Pluck, pluck, pluck — issue #74

Pluck, pluck, pluck — issue #74

What would you do if you discovered a new resource growing in abundance on your land? What if it comes with a cost? Human behaviour is age-old, and we seem bound to repeat the choices that have echoed throughout history. We ponder access, utility, and the secret calculations we make every day.

Imagine you’ve discovered an entirely new and useful fruit, growing only on land you own. Let’s call it “wonderfruit”. 

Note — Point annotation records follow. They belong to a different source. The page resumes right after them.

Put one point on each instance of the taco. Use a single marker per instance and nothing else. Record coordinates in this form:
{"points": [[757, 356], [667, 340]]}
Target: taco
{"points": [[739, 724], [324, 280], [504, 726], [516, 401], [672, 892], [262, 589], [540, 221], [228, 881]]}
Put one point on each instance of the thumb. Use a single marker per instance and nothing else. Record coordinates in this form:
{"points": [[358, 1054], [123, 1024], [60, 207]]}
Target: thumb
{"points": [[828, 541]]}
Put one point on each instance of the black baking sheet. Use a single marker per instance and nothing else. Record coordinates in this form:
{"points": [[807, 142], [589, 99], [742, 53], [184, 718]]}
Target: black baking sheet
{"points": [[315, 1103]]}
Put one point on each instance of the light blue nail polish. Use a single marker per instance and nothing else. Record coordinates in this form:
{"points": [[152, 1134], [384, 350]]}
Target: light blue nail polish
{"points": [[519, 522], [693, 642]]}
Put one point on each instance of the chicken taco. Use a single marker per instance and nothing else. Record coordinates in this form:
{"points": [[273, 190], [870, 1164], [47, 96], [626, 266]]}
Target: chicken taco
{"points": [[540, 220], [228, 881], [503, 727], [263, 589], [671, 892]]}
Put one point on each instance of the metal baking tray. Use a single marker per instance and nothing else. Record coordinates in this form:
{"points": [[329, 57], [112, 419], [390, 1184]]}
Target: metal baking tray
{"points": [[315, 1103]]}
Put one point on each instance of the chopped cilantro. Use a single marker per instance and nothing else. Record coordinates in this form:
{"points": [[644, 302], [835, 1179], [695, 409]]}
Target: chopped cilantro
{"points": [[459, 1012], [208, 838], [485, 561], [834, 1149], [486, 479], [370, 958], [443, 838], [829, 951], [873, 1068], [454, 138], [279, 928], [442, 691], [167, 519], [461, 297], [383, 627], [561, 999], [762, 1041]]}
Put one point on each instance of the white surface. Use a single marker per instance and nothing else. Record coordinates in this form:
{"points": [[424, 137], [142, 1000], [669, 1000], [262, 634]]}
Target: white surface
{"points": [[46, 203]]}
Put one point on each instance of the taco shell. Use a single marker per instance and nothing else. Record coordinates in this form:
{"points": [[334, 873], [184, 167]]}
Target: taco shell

You have a couple of options:

  • Leave it alone
  • Use wonderfruits sparingly for yourself and your community, and leave the rest as they are
  • Learn the best ways to cultivate wonderfruits. Sell a portion of what’s available, ensuring you have a tidy stream of income
  • Look for a well-financed entity that will invest in growing it at scale, and then become a salaried employee of said entity

Now, what if you learn that each time you pluck a wonderfruit, an animal you find cute has a higher likelihood of dying? Pluck, it chokes on its own saliva. Pluck, its family develops a mysterious disease. Pluck, it spontaneously combusts. It didn’t cost you anything to benefit from its usefulness, but it definitely cost something to another being. As a discoverer of the wonderfruit, your choices are very real and immediate to you.

But what if you’re just a consumer? You might have heard about the wonderfruit’s impact on animals, and thought to yourself, “that’s nothing to do with me”. Maybe there is a more expensive brand, where a portion of what you pay goes to helping wonderfruits grow more sustainably. But how do you ensure that? You can’t, and maybe… you don’t really want to think about it, because it’s too bitter a pill to swallow. So you buy the fruit and enjoy it. That’s the end of the story for you. 

In a system that wants to blind us with sweetness (A well-deserved holiday! This shiny new thing! A miraculous wonderfruit!), these bitter pills are rarely offered up willingly. It’s not just about that new phone, AI chatbot, or blindboxes with the latest collectible. Think: the carbon emissions from your flight on every vacation, or out-of-season fruits in the supermarket that need hothouses to grow all-year round. The hidden costs are not always hidden, but we all do our own implicit calculations that we can make sense of and live with. 

Illustration of cupping hands holding pills which represents modern conveniences like flights, electricity and transport.

The wonderfruit seems like a silly little example, but it represents a kind of cost calculation that is involved in the discovery of every useful thing we’ve obtained from our world. Just substitute “wonderfruit” for any other product or service that is of use to societies, and follow that train of thought all the way to the end-consumer. Like you and me. What are the bitter pills that we’ve long learned to swallow, the tastes that no longer linger on the tongue? It doesn’t mean we have to stop enjoying things, but those trade-offs will always be part of the larger picture, if we choose to look.